Yes. The family of a self-employed accident victim is entitled to the same future-prospects addition that salaried workers get, and the Supreme Court reaffirmed this in 2025. That single addition can lift a motor-accident claim by lakhs of rupees, so no Claims Tribunal should leave it out just because the deceased ran a shop, drove a taxi, or worked for himself.
Here is how the future-prospects addition works on a self-employed claim, shown as a worked calculation.
WORKED CALCULATION - self-employed victim, age 31
Step 1 Notional / proved monthly income Rs 20,000
Step 2 Add future prospects (below 40 = +40%) Rs 20,000 + 40% = Rs 28,000
Step 3 Annual income Rs 28,000 x 12 = Rs 3,36,000
Step 4 Deduct personal expenses (1/4 here) Rs 3,36,000 - 25% = Rs 2,52,000
Step 5 Apply multiplier (age 31 = 16) Rs 2,52,000 x 16 = Rs 40,32,000
-----------------------------------------------------------------
Loss-of-dependency component Rs 40,32,000
+ fixed conventional heads (estate,
funeral, consortium per Pranay Sethi)
Without the Step 2 addition, the same claim would settle at Rs 28,80,000 on dependency. The 40 percent future-prospects uplift adds about Rs 11.5 lakh in this illustration alone. The figures above are an illustration of the method, not the exact sum of any one case.
In Kulwinder Kaur v. Parshant Sharma, 2025 INSC 950 decided on 8 August 2025, the Supreme Court confirmed that a self-employed deceased's dependants are entitled to the future-prospects addition. The Court rejected the older, narrow view that this benefit belonged only to people on a fixed salary, reasoning that a self-employed person is equally bound to grow income over a working life.

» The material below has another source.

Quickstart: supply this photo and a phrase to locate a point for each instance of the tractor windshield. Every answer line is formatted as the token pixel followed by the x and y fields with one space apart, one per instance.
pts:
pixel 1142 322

The deceased in that case was 31 years old, below the 40-year line, so the Court added 40 percent for future prospects, applying the slab framework from the Constitution Bench in National Insurance Co. Ltd. v. Pranay Sethi, (2017) 16 SCC 680. The 40 percent figure in this 2025 case flows directly from the deceased being under 40; the other age slabs come from Pranay Sethi itself, set out below.

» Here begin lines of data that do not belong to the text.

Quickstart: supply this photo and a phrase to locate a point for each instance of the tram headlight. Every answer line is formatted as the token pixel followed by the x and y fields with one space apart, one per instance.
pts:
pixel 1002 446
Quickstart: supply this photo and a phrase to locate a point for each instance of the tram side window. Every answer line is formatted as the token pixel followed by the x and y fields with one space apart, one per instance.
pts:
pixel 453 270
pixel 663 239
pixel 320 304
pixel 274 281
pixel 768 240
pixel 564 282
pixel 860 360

The percentage you add depends on the victim's age. These slabs are settled law from the Constitution Bench in Pranay Sethi (2017), applied to both salaried and self-employed claims.

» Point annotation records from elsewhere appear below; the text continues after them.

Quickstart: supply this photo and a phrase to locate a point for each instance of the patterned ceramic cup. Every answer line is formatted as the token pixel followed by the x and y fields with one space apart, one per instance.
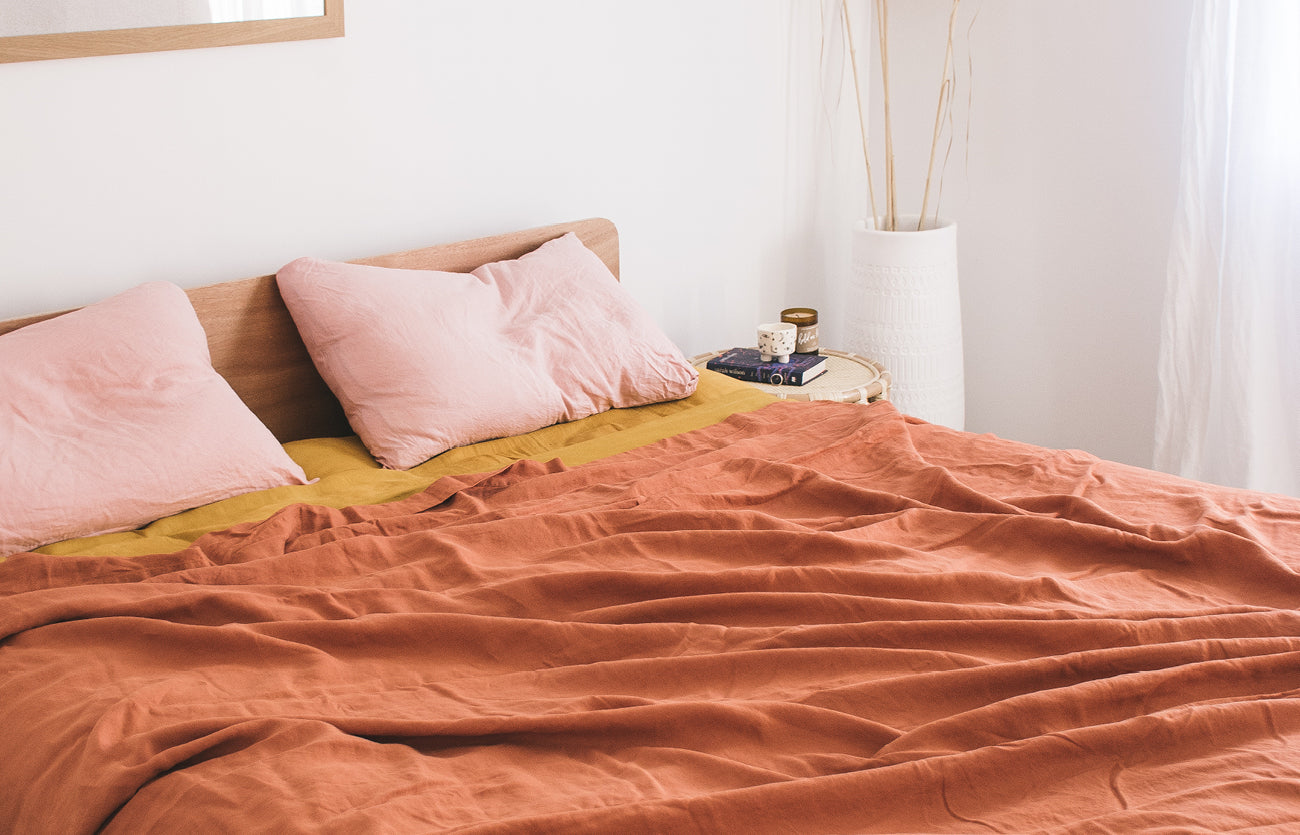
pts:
pixel 776 341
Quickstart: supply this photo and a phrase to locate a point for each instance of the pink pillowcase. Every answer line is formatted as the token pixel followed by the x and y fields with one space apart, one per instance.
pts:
pixel 425 360
pixel 112 416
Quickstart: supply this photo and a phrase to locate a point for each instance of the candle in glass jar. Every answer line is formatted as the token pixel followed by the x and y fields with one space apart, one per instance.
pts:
pixel 804 319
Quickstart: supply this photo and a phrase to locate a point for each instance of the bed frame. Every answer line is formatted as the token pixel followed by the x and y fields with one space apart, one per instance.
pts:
pixel 256 347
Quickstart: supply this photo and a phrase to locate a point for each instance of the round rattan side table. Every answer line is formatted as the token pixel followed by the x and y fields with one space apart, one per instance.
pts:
pixel 848 379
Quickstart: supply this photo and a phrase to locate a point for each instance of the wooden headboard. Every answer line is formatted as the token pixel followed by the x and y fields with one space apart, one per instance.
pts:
pixel 256 347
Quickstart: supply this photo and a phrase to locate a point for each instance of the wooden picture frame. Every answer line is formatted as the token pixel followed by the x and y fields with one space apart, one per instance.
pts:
pixel 164 38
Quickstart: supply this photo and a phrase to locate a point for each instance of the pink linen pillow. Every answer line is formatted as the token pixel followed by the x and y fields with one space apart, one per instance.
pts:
pixel 424 360
pixel 112 416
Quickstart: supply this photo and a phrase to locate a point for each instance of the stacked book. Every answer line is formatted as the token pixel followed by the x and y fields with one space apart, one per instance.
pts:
pixel 748 364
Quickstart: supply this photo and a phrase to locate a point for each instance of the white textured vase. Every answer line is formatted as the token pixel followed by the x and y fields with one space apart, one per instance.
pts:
pixel 905 312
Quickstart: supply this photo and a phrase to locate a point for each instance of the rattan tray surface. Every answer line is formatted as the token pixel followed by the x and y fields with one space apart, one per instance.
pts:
pixel 848 379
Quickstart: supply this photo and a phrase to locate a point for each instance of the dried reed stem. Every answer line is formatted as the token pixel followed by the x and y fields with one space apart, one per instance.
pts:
pixel 944 103
pixel 857 98
pixel 891 187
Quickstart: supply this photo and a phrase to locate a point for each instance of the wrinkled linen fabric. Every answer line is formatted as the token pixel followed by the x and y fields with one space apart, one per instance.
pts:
pixel 809 618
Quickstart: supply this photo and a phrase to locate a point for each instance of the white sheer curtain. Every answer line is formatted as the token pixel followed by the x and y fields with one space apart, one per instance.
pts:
pixel 1229 407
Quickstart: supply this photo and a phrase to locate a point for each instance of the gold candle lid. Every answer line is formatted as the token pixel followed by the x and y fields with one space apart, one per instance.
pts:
pixel 798 316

| Age of victim | Future-prospects addition |
|---|---|
| Below 40 years | 40 percent |
| 40 to 50 years | 25 percent |
| 50 to 60 years | 10 percent |
Only the “below 40, so 40 percent” line was the operative slab in the 2025 Kulwinder Kaur case. The 25 percent and 10 percent slabs are the Pranay Sethi figures for the older age bands.
The addition is not automatic in practice; you must plead it and prove the income base. File these steps so the Tribunal applies the full method.
The same multiplier method and personal-expense deductions are explained in our guide to the motor-accident multiplier method, and the petition mechanics are covered in how to file a MACT petition.
Kashvi Pathak, 34, ran a small tailoring business in Jaipur district and died in a road accident in 2025. Her family proved an income of Rs 25,000 a month through bank statements and GST returns. Because she was below 40, the Tribunal added 40 percent for future prospects, taking the base to Rs 35,000 a month, or Rs 4,20,000 a year. After a one-fourth personal-expense deduction the figure was Rs 3,15,000, and with the age-based multiplier of 16 the loss-of-dependency component came to Rs 50,40,000, before the fixed conventional heads were added. Skipping the future-prospects step would have cost her family more than Rs 14 lakh.
Yes. In Kulwinder Kaur v. Parshant Sharma, 2025 INSC 950, the Supreme Court confirmed that the dependants of a self-employed deceased are entitled to the future-prospects addition, the same as salaried workers, applying the Pranay Sethi framework.
40 percent of the established or notional income, under the Constitution Bench slabs in Pranay Sethi (2017). This was the operative addition in the 2025 Kulwinder Kaur case because the deceased was 31.
Below 40 years gets 40 percent, 40 to 50 years gets 25 percent, and 50 to 60 years gets 10 percent. These slabs come from National Insurance Co. v. Pranay Sethi, (2017) 16 SCC 680.
The Tribunal can fix a fair notional income based on the trade, place, and circumstances, then apply the same future-prospects addition and multiplier. Bring whatever partial proof you have - bank statements, licences, contracts.
Add future prospects to the income first, then deduct personal expenses, then apply the multiplier. The order follows Sarla Verma as approved in Pranay Sethi.
The same age-based multiplier table from Sarla Verma v. DTC applies regardless of employment type. The multiplier depends only on the victim's age, not on whether the income was salaried or self-employed.
It addresses future prospects for the self-employed. The multiplier method and the personal-expense deductions remain governed by Sarla Verma and Pranay Sethi as before.